Kendall – and to a lesser extent Burnham and Cooper – have realised this, and Kendall has accordingly based her campaign around restoring Labour’s economic credibility, which was how Labour used to win elections. This may have to involve occasionally accepting measures like restricting child tax credits, that the voting public actually support or offer a viable economic alternative. Harriet Harman, who is currently playing out her political swansong as acting Leader, also refused to oppose child tax credit cuts and, when criticised by Burnham, astutely pointed out that Labour lost the argument on austerity at the last election. She was then promptly was called a Tory in a Guardian editorial penned by Labour MP Diane Abbott. No one is suggesting that Labour support every move the Conservatives make, just that the ideas which lost them the last election aren’t going to magically win them the next one, and therefore the party needs to re-evaluate its economic position.
It’s somewhat odd that Labour is choosing to have its ideological battle over a reasonably minor tax credit change, which with five years of opposition ahead of them could turn out to be a very minor quibble in the end.

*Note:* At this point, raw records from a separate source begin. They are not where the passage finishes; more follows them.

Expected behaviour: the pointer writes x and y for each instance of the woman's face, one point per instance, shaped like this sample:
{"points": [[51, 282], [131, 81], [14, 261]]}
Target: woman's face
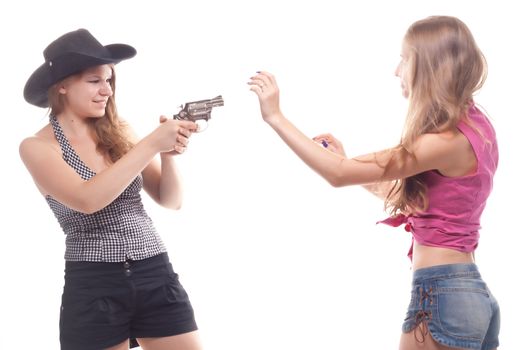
{"points": [[87, 93], [402, 71]]}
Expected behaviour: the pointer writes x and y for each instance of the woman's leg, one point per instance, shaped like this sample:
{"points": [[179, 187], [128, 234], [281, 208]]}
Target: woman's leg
{"points": [[186, 341], [122, 346], [411, 341]]}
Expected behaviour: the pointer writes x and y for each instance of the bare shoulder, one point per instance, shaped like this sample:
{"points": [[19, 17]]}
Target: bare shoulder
{"points": [[449, 152], [42, 142]]}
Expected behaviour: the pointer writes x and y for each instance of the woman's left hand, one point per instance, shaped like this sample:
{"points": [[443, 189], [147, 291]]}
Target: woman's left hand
{"points": [[181, 141], [265, 87]]}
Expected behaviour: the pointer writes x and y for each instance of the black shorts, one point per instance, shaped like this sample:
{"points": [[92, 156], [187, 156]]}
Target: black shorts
{"points": [[104, 304]]}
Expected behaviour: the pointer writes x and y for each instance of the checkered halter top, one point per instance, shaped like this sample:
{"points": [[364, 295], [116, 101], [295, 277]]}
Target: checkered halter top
{"points": [[122, 230]]}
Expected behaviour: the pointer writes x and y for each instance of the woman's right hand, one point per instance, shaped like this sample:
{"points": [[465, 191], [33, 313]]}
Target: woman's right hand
{"points": [[264, 85], [330, 143], [172, 135]]}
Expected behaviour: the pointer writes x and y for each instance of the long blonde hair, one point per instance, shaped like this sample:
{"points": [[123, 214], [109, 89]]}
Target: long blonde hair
{"points": [[445, 69], [111, 132]]}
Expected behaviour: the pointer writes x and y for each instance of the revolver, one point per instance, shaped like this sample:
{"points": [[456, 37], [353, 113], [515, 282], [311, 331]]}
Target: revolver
{"points": [[199, 110]]}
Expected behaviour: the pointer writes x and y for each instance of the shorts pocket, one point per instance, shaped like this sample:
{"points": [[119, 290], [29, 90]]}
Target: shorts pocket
{"points": [[464, 309], [175, 293]]}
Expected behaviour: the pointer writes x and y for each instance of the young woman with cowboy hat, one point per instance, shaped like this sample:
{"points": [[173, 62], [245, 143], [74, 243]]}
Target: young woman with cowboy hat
{"points": [[120, 287], [436, 181]]}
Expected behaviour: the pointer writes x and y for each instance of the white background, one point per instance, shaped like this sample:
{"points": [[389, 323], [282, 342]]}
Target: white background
{"points": [[271, 255]]}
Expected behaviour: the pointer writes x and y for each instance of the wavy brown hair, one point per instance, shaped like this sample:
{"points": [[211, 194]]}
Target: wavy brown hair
{"points": [[111, 132], [445, 69]]}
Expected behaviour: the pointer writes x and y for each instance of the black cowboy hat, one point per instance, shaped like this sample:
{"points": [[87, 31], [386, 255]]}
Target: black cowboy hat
{"points": [[69, 54]]}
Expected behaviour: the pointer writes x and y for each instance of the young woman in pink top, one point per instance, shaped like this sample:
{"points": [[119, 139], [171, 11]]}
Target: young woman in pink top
{"points": [[435, 182]]}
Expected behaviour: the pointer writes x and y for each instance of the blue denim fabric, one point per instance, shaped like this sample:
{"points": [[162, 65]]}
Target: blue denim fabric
{"points": [[454, 304]]}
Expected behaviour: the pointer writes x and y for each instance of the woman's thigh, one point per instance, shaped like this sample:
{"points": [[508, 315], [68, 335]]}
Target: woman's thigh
{"points": [[412, 341], [186, 341]]}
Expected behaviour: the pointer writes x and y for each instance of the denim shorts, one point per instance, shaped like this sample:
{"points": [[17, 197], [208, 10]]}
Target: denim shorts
{"points": [[454, 305], [104, 304]]}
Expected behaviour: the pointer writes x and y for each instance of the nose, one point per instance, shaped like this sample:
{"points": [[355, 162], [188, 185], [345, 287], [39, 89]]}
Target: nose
{"points": [[106, 90]]}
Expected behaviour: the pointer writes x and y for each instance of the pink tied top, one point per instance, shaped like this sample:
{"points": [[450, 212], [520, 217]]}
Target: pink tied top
{"points": [[452, 219]]}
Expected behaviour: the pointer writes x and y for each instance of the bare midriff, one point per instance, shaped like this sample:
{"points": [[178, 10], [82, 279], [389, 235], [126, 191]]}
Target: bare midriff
{"points": [[426, 256]]}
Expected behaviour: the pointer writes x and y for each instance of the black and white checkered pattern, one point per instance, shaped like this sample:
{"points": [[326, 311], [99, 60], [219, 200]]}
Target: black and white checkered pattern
{"points": [[122, 230]]}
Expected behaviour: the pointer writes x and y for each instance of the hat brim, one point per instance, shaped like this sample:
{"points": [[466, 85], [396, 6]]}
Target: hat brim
{"points": [[38, 84]]}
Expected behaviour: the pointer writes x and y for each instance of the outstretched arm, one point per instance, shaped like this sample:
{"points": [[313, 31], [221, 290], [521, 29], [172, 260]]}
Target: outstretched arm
{"points": [[57, 179], [430, 151]]}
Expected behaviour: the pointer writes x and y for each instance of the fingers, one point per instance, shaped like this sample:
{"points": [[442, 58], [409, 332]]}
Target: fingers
{"points": [[262, 82]]}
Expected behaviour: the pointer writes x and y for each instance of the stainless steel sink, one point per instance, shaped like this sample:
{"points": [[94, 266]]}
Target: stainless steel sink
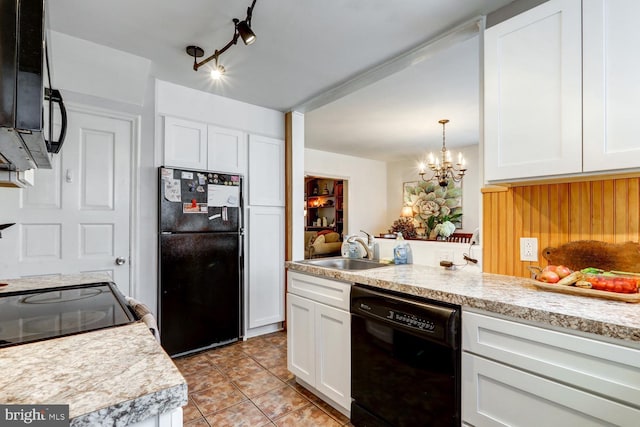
{"points": [[345, 263]]}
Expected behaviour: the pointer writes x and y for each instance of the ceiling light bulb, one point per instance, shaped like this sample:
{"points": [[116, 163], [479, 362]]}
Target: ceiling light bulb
{"points": [[217, 72]]}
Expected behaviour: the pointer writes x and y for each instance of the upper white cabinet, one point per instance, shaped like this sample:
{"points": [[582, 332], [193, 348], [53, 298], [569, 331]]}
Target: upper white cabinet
{"points": [[185, 144], [196, 145], [533, 102], [611, 89], [266, 171], [560, 91], [266, 265], [227, 150]]}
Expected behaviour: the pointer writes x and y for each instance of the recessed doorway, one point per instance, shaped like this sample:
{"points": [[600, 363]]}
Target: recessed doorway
{"points": [[325, 211]]}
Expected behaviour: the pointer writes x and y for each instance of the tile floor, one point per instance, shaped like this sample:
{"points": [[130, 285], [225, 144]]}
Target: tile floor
{"points": [[247, 384]]}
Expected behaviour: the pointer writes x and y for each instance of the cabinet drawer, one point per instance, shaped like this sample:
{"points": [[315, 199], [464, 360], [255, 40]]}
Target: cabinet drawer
{"points": [[604, 368], [494, 394], [330, 292]]}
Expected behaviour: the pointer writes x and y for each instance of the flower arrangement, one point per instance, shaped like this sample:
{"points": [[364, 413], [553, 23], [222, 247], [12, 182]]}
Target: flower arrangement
{"points": [[404, 226], [434, 205]]}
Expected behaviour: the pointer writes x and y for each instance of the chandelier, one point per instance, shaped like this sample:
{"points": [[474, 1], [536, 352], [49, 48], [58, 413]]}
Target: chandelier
{"points": [[443, 168]]}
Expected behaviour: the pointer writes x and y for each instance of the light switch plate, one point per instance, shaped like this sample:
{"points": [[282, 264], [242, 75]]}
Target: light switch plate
{"points": [[528, 249]]}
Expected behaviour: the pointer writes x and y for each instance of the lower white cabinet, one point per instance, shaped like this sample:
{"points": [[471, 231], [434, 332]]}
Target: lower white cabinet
{"points": [[319, 336], [515, 374]]}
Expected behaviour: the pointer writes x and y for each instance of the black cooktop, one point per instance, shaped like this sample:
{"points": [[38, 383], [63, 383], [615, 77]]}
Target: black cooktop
{"points": [[41, 314]]}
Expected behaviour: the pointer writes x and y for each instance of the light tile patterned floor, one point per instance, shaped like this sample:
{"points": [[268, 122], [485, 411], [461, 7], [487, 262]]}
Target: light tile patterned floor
{"points": [[247, 384]]}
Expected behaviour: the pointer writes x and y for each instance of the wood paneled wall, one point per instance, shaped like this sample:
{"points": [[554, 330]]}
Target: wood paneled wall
{"points": [[607, 210]]}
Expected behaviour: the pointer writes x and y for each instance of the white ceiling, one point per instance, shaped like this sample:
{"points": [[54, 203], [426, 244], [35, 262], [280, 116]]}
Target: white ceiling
{"points": [[303, 49]]}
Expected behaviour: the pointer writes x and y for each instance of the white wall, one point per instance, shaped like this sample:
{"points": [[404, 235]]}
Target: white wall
{"points": [[195, 105], [367, 187], [92, 69], [399, 172]]}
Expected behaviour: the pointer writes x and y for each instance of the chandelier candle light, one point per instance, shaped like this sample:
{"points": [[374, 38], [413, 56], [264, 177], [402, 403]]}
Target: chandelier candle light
{"points": [[443, 168]]}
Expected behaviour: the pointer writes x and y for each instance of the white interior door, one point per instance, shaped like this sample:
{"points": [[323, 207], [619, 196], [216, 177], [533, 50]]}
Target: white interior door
{"points": [[76, 216]]}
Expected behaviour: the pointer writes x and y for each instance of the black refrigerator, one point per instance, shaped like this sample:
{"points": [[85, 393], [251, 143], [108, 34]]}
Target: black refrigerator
{"points": [[200, 259]]}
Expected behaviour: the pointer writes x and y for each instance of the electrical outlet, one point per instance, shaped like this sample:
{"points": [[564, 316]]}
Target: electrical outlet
{"points": [[445, 256], [528, 249]]}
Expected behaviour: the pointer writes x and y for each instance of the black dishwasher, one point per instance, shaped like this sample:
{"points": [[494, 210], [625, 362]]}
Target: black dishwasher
{"points": [[405, 360]]}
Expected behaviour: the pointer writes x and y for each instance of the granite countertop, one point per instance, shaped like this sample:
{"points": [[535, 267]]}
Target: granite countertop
{"points": [[510, 296], [116, 375]]}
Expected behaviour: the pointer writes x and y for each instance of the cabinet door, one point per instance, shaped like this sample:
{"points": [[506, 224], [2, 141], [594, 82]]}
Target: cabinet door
{"points": [[533, 93], [266, 265], [185, 144], [266, 171], [333, 354], [301, 348], [494, 394], [611, 89], [227, 150]]}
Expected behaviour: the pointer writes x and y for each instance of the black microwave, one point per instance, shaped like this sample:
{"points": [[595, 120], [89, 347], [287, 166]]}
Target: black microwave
{"points": [[24, 100]]}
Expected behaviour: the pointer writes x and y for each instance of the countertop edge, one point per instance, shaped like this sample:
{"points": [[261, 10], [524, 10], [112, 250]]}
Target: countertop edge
{"points": [[607, 329], [135, 410]]}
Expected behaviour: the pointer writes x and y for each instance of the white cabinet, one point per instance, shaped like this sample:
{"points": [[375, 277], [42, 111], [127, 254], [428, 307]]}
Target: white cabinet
{"points": [[319, 336], [301, 347], [195, 145], [266, 265], [266, 171], [521, 375], [561, 93], [611, 89], [185, 144], [532, 95], [226, 150]]}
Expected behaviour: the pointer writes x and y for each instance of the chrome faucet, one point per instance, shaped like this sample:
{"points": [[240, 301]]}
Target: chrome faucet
{"points": [[358, 239], [369, 245]]}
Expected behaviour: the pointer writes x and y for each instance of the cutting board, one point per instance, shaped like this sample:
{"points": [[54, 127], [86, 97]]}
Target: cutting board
{"points": [[593, 253], [572, 290]]}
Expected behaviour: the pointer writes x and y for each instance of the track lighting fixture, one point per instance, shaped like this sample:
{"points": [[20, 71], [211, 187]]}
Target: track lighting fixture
{"points": [[242, 29]]}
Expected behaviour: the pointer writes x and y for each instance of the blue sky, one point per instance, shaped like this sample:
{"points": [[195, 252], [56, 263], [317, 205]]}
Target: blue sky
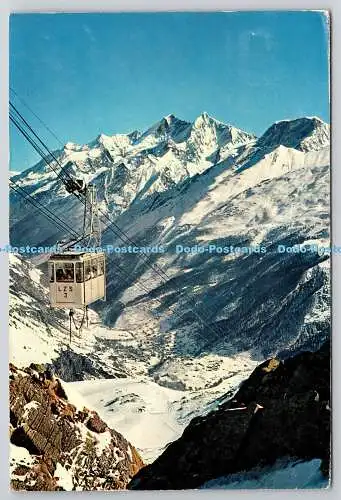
{"points": [[86, 74]]}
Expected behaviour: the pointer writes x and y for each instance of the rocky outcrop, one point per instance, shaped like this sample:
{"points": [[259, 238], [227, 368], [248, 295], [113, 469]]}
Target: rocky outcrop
{"points": [[281, 410], [56, 446]]}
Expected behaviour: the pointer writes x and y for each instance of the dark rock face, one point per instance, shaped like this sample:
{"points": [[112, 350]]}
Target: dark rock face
{"points": [[281, 410], [68, 448]]}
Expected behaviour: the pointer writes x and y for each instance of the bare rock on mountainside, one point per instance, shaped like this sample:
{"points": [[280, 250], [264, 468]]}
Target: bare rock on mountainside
{"points": [[56, 446], [281, 411]]}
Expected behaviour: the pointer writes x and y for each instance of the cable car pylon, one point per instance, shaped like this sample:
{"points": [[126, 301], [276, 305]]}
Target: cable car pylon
{"points": [[78, 278]]}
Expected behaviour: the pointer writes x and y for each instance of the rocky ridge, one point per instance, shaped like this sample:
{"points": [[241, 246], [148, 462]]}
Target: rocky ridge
{"points": [[56, 446]]}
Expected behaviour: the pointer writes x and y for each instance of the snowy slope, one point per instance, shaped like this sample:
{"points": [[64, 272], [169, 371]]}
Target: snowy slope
{"points": [[201, 330]]}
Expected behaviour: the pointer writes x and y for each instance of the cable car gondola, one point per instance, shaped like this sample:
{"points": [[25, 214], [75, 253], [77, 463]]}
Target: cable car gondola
{"points": [[77, 279]]}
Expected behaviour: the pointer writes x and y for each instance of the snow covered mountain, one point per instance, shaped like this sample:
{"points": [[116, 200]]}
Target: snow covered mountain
{"points": [[200, 328]]}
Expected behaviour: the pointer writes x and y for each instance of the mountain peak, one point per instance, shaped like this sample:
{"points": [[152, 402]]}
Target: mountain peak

It is symptomatic, however, of a party that is confused about what it stands for. Labour can either choose to be the party of Corbyn, offering an ideological opposition based on defending the poorest in society at any cost – which will mean losing the 2020 election. Or, it can choose to try and rebuild it’s economic credibility (which doesn’t necessarily mean stopping supporting the poorest, see the Tony Blair handbook on leadership) and oppose the Tories’ social policies; then they might have a shot in winning in 2020. At the moment, the party seems far too keen to attack any moderniser for being a Tory, thinking that somehow this will lead to said Tories voting for them. And as long as they continue to do this they will continue to lose the argument.